Le pic de la deuxième vague semble franchi en France

Le premier ministre français a jugé probable une réouverture de certains petits commerces «autour du 1er décembre».
Photo: Stéphane de Sakutin Archives Agence France-Presse Le premier ministre français a jugé probable une réouverture de certains petits commerces «autour du 1er décembre».

Le pic de la deuxième vague de COVID-19 a sans doute été franchi en France, ont annoncé vendredi les autorités sanitaires, l’un des responsables évoquant même une « sortie du tunnel » avec l’arrivée prochaine des vaccins, tandis que le premier ministre a jugé probable une réouverture de certains petits commerces « autour du 1er décembre ».

Si « le confinement n’est pas terminé », comme l’a réaffirmé le ministre de la Santé Olivier Véran jeudi, le gouvernement travaille à une version allégée, qui sera dévoilée par Emmanuel Macron lors d’une allocution mardi à 20 h (14 h au Québec).

Selon l’agence sanitaire Santé publique France (SpF), « les résultats actuels permettent de constater une diminution franche de tous les indicateurs, plus marquée dans les premières métropoles mises sous couvre-feu ».

Ces mesures ont eu « un effet direct », comme semble le prouver « la temporalité entre la mise en application du premier couvre-feu et l’inversion de la tendance une dizaine de jours plus tard », selon SpF.
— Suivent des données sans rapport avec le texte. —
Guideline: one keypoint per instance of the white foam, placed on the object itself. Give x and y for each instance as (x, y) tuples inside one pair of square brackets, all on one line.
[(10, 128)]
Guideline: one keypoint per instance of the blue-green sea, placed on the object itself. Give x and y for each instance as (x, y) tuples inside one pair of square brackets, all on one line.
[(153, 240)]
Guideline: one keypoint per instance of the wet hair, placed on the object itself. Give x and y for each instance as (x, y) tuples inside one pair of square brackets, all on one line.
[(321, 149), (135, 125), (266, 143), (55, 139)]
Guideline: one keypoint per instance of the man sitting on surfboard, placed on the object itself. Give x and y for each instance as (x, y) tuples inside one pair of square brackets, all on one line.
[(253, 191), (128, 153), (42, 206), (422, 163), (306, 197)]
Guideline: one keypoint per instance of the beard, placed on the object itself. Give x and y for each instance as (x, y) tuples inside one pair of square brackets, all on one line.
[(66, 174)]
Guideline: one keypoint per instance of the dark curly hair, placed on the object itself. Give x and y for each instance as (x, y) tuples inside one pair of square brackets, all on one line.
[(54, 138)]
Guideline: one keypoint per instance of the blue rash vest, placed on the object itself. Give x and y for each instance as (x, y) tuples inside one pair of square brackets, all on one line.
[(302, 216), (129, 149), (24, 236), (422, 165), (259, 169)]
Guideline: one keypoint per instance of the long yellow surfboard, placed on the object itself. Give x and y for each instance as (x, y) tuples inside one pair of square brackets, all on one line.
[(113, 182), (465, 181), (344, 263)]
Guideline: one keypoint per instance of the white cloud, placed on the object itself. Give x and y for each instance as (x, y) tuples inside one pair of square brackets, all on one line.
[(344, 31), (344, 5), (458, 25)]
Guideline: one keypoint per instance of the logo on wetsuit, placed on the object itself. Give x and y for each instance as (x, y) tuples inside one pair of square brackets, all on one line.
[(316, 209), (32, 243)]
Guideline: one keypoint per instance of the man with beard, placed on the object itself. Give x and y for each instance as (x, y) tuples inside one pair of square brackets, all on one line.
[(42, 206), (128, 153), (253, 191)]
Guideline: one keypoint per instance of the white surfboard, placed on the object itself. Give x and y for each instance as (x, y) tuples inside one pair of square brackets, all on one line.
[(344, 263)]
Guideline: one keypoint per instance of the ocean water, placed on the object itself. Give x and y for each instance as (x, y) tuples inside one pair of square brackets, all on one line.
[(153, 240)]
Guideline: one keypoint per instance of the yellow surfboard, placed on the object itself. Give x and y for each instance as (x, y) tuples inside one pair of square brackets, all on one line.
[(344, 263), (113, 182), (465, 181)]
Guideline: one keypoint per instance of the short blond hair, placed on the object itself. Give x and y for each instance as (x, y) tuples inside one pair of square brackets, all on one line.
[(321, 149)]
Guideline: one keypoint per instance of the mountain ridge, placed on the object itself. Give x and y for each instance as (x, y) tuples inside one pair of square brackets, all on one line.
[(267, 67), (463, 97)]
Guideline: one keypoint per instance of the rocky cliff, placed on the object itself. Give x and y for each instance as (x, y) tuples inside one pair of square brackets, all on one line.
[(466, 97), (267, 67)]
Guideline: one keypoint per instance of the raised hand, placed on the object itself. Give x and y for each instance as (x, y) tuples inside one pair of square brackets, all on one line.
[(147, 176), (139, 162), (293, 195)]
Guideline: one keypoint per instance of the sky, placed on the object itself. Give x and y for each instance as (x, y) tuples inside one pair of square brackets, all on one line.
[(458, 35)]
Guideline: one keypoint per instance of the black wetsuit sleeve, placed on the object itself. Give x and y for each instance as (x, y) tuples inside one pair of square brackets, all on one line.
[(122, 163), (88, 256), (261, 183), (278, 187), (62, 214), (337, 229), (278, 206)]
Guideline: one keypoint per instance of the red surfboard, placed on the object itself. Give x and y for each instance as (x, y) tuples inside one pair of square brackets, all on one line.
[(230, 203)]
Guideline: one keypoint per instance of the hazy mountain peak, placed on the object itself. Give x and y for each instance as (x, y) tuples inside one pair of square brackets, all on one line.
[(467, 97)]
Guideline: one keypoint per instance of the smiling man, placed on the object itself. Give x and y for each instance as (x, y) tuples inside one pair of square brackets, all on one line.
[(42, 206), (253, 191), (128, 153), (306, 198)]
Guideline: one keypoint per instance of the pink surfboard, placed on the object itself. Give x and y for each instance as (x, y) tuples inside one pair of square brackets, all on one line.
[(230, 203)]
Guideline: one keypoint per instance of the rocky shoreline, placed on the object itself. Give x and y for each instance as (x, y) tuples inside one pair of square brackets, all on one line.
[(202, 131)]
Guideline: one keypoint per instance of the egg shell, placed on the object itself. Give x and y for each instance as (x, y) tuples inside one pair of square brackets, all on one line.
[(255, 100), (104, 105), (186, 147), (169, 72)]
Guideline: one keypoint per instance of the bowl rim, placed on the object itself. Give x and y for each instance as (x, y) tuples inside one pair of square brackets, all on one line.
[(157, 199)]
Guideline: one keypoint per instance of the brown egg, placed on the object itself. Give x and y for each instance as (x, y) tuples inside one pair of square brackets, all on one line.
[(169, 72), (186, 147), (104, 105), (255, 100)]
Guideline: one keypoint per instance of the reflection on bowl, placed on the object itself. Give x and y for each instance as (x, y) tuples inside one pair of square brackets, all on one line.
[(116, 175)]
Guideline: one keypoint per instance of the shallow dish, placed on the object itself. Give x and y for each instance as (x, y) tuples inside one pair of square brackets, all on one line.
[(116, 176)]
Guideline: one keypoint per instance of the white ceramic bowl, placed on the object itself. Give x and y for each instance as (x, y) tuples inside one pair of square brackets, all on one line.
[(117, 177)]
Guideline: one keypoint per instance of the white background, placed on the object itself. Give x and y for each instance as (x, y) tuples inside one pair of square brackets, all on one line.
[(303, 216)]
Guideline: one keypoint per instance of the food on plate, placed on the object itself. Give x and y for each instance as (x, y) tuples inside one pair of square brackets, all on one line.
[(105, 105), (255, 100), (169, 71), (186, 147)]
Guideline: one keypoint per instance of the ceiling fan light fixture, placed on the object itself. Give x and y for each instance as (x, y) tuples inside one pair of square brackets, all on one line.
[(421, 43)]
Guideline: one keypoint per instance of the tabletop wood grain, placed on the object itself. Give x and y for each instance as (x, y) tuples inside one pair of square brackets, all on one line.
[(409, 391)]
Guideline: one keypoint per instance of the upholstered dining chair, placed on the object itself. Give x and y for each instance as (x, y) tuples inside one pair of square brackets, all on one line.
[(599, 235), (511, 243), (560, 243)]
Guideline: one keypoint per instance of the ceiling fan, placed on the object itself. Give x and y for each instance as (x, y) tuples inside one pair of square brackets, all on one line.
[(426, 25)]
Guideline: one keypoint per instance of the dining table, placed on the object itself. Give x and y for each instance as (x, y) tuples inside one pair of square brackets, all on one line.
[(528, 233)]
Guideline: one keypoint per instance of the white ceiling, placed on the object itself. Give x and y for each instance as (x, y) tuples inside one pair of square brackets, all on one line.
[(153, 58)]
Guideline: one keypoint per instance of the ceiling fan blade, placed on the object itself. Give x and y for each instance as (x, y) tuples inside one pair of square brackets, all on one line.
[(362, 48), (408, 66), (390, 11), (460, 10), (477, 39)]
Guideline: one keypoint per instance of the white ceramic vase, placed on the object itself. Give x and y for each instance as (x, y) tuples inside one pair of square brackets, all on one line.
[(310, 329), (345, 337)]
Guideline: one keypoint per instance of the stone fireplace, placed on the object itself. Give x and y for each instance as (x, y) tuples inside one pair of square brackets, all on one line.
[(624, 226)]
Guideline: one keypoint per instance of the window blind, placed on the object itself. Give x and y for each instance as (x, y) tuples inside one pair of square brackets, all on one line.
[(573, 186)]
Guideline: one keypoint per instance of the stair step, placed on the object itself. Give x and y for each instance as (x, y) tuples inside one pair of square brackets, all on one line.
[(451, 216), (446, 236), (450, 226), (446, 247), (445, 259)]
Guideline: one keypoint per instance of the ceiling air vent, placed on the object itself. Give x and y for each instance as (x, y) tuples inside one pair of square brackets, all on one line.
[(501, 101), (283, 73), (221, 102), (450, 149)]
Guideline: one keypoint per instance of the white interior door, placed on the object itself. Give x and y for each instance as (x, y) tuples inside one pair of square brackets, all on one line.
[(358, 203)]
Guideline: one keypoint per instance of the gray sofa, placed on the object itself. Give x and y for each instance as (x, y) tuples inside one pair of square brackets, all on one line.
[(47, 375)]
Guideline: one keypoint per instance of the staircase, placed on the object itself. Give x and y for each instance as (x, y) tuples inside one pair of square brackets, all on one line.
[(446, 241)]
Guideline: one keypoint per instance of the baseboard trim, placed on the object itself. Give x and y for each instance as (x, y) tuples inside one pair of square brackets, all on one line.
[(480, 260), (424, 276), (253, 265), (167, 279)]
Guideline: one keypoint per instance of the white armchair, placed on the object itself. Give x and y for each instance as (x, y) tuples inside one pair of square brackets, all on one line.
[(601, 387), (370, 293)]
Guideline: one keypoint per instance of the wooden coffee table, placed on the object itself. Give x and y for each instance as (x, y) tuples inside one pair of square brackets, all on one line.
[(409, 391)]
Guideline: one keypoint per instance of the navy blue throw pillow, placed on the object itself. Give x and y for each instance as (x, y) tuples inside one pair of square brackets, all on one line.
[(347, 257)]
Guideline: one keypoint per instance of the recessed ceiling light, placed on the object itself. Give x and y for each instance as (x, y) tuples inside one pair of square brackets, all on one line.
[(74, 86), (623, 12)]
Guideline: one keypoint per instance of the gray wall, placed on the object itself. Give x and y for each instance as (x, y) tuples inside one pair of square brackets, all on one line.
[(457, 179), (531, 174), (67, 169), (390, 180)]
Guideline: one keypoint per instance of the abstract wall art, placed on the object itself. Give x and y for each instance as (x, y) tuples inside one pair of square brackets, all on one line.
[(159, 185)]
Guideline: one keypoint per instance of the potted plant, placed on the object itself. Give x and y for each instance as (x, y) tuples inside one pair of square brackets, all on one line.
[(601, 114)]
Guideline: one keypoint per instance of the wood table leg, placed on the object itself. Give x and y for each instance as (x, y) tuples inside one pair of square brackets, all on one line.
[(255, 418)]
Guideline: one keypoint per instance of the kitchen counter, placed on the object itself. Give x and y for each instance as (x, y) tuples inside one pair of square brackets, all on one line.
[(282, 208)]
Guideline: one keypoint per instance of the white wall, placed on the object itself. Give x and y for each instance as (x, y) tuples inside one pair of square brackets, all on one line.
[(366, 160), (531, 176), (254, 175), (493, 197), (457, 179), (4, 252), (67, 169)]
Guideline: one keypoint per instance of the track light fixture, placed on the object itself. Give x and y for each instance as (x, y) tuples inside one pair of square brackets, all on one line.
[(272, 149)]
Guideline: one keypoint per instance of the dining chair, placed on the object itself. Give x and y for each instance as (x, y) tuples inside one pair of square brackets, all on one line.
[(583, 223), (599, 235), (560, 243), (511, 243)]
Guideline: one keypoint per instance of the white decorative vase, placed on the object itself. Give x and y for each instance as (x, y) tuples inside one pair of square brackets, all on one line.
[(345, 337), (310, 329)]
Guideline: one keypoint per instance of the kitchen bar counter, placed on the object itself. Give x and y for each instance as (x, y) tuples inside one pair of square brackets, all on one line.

Toutefois, l’agence a appelé à « rester très vigilant car un franchissement du pic épidémique ne signifie pas du tout une fin d’épidémie ».
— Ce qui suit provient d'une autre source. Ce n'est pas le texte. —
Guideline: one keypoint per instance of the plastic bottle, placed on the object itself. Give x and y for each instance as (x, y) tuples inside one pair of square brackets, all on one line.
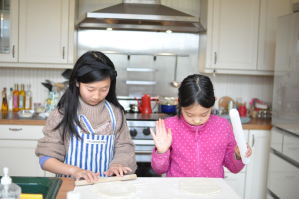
[(10, 100), (21, 98), (16, 98), (4, 100), (28, 96), (7, 188)]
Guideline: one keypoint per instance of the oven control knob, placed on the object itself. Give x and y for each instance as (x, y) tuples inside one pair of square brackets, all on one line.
[(146, 131), (133, 132)]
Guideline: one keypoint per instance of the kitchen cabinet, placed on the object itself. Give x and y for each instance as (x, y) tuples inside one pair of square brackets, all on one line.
[(9, 32), (45, 34), (257, 169), (241, 36), (17, 149)]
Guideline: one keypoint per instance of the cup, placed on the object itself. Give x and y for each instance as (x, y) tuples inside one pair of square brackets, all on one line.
[(242, 111)]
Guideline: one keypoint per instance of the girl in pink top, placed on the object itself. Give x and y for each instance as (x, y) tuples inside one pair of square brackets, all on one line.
[(196, 143)]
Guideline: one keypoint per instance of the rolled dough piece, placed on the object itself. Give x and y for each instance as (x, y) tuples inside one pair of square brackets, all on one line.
[(199, 186), (116, 189)]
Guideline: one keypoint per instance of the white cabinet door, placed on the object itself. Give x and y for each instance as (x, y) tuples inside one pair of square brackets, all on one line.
[(236, 182), (270, 11), (19, 157), (11, 25), (235, 34), (257, 169), (43, 31)]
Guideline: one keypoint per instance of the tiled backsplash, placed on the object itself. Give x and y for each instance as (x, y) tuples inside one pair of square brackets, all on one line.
[(234, 86)]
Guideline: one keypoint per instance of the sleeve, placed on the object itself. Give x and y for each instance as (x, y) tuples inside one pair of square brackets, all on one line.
[(51, 144), (230, 162), (124, 148), (160, 162)]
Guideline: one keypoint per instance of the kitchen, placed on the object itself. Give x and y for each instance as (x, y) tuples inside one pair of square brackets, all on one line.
[(33, 62)]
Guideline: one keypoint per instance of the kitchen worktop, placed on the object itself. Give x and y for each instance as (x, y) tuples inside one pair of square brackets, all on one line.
[(13, 118)]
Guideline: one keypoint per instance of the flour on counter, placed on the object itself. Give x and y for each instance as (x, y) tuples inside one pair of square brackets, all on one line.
[(114, 189), (199, 186)]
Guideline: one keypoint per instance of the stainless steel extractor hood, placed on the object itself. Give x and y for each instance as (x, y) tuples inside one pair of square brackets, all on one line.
[(144, 15)]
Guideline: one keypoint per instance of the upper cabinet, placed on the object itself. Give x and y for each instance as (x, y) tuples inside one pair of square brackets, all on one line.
[(9, 25), (241, 36), (45, 34)]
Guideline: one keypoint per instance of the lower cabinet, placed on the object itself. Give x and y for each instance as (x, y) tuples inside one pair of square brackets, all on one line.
[(17, 150)]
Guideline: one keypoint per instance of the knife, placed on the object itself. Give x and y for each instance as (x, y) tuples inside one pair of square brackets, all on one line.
[(107, 179)]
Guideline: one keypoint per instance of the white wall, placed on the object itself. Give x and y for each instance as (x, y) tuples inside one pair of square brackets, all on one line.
[(246, 87)]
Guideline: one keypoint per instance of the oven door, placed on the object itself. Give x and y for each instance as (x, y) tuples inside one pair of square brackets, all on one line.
[(143, 152)]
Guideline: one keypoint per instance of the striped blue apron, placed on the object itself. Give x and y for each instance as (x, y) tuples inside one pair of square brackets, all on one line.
[(92, 152)]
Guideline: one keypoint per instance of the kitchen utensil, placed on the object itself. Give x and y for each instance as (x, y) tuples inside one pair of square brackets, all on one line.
[(174, 83), (146, 104), (67, 73), (107, 179), (48, 86), (239, 134)]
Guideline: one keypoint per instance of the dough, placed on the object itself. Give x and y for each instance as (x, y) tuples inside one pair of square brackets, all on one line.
[(116, 189), (199, 186)]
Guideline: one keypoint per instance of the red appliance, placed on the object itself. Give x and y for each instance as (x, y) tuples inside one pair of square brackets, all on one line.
[(146, 104)]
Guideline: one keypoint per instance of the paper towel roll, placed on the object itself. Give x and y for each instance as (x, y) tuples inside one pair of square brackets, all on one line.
[(239, 134)]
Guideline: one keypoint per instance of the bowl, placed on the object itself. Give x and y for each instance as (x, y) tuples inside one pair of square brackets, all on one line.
[(26, 113)]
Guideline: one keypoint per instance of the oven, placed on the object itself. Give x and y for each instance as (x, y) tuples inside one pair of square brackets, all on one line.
[(139, 126)]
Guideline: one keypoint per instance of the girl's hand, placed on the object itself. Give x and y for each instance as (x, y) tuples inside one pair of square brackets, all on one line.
[(247, 153), (88, 175), (162, 138), (118, 170)]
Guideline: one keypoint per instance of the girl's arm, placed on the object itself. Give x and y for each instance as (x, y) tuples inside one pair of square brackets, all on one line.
[(55, 166), (230, 161)]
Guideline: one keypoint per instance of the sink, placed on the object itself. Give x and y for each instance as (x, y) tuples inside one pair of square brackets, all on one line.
[(47, 186)]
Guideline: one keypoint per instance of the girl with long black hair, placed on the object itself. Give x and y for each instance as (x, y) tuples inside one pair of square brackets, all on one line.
[(86, 135)]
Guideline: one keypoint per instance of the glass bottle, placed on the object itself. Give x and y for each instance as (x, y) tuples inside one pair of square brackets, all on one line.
[(10, 100), (4, 100), (21, 98), (28, 96), (16, 98)]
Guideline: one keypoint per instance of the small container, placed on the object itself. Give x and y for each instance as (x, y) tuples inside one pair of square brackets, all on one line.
[(7, 188)]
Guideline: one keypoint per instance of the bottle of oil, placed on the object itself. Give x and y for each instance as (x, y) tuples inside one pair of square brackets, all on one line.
[(4, 100), (21, 98), (16, 98), (28, 101)]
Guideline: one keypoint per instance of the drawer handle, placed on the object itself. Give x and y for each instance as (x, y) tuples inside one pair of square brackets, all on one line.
[(20, 129)]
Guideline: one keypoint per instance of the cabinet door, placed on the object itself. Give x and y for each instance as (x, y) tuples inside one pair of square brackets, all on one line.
[(43, 31), (236, 182), (257, 169), (19, 157), (9, 31), (270, 11), (235, 34)]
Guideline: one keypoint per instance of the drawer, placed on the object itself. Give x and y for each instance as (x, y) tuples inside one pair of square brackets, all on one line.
[(21, 132), (276, 139), (291, 147), (283, 178)]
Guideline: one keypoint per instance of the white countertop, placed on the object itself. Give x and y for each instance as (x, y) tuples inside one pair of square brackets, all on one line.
[(162, 187)]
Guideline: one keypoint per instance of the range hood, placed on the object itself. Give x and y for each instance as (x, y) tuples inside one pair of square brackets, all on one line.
[(142, 15)]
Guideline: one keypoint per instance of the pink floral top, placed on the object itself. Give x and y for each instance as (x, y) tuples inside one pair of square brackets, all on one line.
[(198, 151)]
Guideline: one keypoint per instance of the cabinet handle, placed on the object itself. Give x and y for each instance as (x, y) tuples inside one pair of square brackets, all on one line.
[(13, 51), (11, 129)]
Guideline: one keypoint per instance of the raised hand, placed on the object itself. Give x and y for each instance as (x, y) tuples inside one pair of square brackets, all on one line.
[(162, 138)]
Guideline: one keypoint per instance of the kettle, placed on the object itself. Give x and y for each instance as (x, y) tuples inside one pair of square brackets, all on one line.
[(146, 104)]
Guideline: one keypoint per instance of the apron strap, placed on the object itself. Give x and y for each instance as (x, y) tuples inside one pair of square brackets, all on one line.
[(108, 106)]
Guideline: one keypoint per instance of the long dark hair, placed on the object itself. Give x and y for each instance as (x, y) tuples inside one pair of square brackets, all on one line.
[(68, 103), (196, 89)]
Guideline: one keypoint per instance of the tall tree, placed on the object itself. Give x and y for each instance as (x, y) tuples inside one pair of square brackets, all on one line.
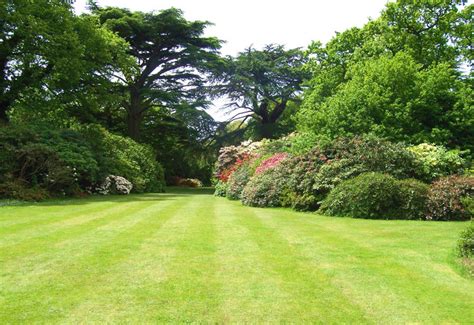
[(46, 51), (260, 83), (398, 76), (172, 58)]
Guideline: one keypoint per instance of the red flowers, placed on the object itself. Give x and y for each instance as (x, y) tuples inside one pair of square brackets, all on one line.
[(270, 162), (225, 174)]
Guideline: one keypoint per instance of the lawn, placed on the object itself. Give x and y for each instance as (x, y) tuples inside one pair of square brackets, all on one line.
[(187, 256)]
Les premiers couvre-feux avaient été instaurés le 17 octobre dans certaines métropoles (dont Paris, Lyon et Marseille), au moment où commençaient les vacances de la Toussaint, puis une semaine plus tard dans les autres métropoles (dont Nice). Toute la France avait été reconfinée à partir du 30 octobre.
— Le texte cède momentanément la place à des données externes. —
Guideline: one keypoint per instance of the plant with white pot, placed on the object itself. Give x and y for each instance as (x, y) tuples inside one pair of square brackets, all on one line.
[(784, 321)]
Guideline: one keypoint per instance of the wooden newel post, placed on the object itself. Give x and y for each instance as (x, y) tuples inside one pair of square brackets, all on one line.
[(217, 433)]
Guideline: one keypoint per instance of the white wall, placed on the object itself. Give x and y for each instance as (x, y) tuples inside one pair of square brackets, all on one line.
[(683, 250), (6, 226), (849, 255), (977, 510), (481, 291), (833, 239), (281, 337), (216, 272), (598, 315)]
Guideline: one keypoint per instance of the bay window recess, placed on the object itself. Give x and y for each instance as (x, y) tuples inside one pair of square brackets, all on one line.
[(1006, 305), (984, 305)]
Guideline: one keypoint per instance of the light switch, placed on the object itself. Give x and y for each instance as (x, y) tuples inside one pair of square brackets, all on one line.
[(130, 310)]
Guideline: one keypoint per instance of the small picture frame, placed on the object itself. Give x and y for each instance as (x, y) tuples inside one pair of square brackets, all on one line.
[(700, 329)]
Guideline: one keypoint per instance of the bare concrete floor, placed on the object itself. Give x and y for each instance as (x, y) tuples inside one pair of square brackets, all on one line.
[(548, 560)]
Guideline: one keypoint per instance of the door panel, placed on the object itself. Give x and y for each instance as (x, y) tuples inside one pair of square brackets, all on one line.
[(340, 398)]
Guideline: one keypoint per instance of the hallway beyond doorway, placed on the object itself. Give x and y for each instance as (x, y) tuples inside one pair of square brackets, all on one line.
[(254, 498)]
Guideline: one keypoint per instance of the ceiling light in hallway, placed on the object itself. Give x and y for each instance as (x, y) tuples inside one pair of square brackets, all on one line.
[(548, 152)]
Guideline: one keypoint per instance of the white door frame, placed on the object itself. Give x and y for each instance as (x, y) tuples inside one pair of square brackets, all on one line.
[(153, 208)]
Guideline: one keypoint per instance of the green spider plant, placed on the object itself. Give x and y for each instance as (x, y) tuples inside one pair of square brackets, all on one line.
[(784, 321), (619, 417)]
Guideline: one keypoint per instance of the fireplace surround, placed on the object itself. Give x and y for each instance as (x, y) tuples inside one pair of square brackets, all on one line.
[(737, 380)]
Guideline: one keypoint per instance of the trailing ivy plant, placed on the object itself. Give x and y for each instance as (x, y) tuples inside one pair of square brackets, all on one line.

Pour la semaine du 9 au 15 novembre, le nombre de nouveaux cas confirmés (-40 %), d’hospitalisations (-13 %) et d’admissions en réanimation (-9 %) sont en baisse.

Le nombre de morts « semble se stabiliser pour la première fois après plusieurs semaines d’augmentation » : 3756 pour la semaine du 9 au 15 novembre, contre 3817 la précédente. Le bilan total reste lourd avec 47 127 décès, et environ 400 par jour.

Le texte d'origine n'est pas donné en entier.